Los primeros documentos sobre la existencia de eunucos proceden de China y están fechados en el siglo XIII antes de Cristo. Muchas familias castraban a sus hijos ante la promesa de ascenso social, eran valorados como hombres de confianza que, privados de tener descendencia, no conspirarían contra el poder oficial (no entraremos en detalle, pero vaya chorrada). También se suponían mejores para cuidar de las mujeres, pero como nos enseñó la historia y también ‘Juego de tronos’, la falta de genitales no elimina el deseo, y muchos se las apañaron para explorar otro tipo de sexualidad. Por no mencionar que los eunucos con pene eran valorados para usos sexuales satisfactorios tanto por hombres como por mujeres.

Sin embargo, quizá los eunucos más conocidos mundialmente sean los castrati, muchachos de hermosa voz mutilados antes de la pubertad para conservarla y que fueron muy demandados por sus tonos agudos cuando las mujeres no podían participar en los coros. Y aunque el más famoso fue Farinelli y quizá por eso se considera que proceden de Italia, fue la España medieval, como apunta Díaz Sáez, el primer país europeo que recurrió a la castración de niños para fines musicales.

Dejando a un lado al marido de Lorena Bobbitt, la mayor población de eunucos se encuentra hoy en la India, donde los Hijras, reconocidos oficialmente como el tercer género, forman una comunidad milenaria compuesta por personas de género fluido, transgénero, transexuales, travestis y también, según algunas estimaciones, por un 10% de eunucos que viven, en muchos casos, de su participación en ceremonias como bodas y nacimientos donde cantan y bailan para bendecir o librar del mal de ojo. Pero hay más.
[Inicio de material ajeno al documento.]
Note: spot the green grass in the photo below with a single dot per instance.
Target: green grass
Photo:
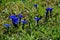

En el año 1971, en Afganistán todavía se utilizaba la castración en los niños. En 2002, la cadena británica BBC denunciaba que en Níger todavía se emasculaba a los esclavos en algunas zonas rurales. Y todavía hoy, en algunas partes de África, se utilizan testículos para ser utilizados en pócimas afrodisíacas, pudiéndose pagar enormes cantidades de dinero por genitales recién cortados. (En 2012 varias ONG denunciaron la mutilación de albinos para pócimas de brujería en países como Tanzania, Mali o Camerún).

Ya ven que no hemos evolucionado tanto desde que Cronos castró a su padre Urano y lanzó sus testículos al mar, pero aquello era solo un cuento.

Imagen portada: fresco de Giorgio Vasari y Cristofano Gherardi (ca. 1560): La castración de Urano. Sala di Cosimo I, del Palazzo Vecchio (Florencia).